Statement: Senate committee moves to curb sewage pollution but falls short on protecting drinking water
WASHINGTON — The Senate Environment and Public Works Committee approved two water infrastructure bills this morning. The America’s Water Infrastructure Act (AWIA) would increase funding for the Clean Water State Revolving Fund to $3 billion per year by 2024, providing vital resources to curb sewage and runoff pollution. Unfortunately, the committee failed to include key measures to protect drinking water from lead and PFAS contamination in the Drinking Water Infrastructure Act (DWIA)
John Rumpler, clean water program director for Environment America, issued the following statement:
“Sewage overflows and runoff pollution are major threats to America’s waterways. Once public health experts determine that we can safely re-open our beaches, swimmers should not face the risk of getting sick from pathogens in the water. This is a widespread threat that we documented last summer in our Safe for Swimming? report.
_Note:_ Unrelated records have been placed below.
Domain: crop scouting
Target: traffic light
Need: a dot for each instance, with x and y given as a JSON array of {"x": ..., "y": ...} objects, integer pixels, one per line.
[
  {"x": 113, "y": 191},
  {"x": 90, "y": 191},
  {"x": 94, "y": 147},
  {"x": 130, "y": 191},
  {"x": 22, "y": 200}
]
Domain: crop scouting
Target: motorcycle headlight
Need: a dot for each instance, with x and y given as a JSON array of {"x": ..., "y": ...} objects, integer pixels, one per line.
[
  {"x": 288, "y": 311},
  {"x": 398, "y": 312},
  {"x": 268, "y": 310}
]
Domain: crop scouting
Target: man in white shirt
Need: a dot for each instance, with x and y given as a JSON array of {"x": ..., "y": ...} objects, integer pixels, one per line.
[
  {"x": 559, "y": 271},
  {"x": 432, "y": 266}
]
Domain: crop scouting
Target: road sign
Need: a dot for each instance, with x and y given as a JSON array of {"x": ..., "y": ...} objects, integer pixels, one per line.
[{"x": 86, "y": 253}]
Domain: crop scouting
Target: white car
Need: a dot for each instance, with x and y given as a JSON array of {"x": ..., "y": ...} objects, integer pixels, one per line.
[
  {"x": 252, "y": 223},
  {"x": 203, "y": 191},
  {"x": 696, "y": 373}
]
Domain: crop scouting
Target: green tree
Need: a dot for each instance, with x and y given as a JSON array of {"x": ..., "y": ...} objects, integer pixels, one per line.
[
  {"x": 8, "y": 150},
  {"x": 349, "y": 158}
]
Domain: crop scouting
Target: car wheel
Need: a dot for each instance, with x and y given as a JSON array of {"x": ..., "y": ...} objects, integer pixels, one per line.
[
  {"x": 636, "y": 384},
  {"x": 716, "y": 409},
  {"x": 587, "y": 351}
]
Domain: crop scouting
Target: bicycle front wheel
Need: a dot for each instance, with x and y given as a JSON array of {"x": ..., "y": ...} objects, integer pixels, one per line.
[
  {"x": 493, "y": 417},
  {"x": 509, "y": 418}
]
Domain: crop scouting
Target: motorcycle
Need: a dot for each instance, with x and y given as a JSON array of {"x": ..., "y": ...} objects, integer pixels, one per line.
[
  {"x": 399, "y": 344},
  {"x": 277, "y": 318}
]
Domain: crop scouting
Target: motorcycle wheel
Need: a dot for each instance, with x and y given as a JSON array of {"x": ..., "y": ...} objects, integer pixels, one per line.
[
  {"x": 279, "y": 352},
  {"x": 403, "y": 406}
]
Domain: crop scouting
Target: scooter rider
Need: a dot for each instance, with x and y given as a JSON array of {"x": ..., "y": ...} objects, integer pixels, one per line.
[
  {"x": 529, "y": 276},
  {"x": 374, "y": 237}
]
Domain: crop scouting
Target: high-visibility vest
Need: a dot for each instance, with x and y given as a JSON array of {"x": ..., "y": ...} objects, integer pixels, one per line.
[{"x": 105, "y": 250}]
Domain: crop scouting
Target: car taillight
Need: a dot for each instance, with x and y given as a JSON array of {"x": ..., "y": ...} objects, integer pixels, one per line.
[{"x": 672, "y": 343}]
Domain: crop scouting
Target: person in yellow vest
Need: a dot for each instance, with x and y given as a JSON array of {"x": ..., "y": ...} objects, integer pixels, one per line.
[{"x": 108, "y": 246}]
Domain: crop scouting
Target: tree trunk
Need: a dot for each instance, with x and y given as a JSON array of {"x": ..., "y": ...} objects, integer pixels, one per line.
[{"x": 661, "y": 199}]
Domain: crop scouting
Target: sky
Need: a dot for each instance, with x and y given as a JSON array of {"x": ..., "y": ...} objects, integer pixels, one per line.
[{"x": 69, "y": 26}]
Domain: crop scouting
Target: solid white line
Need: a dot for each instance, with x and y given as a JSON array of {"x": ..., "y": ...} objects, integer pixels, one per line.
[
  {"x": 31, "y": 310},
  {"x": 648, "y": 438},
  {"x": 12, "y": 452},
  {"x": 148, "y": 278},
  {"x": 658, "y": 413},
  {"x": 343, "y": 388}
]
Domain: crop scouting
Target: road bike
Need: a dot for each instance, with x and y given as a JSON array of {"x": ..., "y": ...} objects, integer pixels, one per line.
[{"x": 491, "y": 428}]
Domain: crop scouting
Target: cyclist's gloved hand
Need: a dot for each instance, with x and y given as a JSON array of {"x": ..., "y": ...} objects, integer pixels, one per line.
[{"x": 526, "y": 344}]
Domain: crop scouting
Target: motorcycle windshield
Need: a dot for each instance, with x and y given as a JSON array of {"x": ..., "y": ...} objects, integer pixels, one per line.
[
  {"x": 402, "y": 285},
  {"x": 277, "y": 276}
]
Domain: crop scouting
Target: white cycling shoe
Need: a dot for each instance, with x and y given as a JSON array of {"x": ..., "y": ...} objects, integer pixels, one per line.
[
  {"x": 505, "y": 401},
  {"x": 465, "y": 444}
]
By increasing funding for the Clean Water State Revolving Fund to $3 billion per year, the Senate Environment and Public Works Committee today took a critical step forward in protecting our waterways and our health from these threats.
“Moreover, we commend the Senate committee for rejecting a loophole approved in companion House legislation that would have allowed some sewage treatment plants to continue dumping pollution at unacceptable levels for ten years.
“However, we are disappointed that the bills approved by the committee did not include the following crucial measures recommended by Environment America and others that are necessary to protect our drinking water from toxic PFAS chemicals and lead:
Senator Kirsten Gillibrand’s bill that curbs dumping PFAS into our waters under the Clean Water Act (S.2980);
$4.5 billion in funding to replace lead service lines; and
$1 billion in funding to replace lead-bearing fountains and install filters to safeguard schools’ drinking water.
“Clean water is vital for our health. We will continue to work with Congress to pass final legislation that more fully addresses contamination of our water.”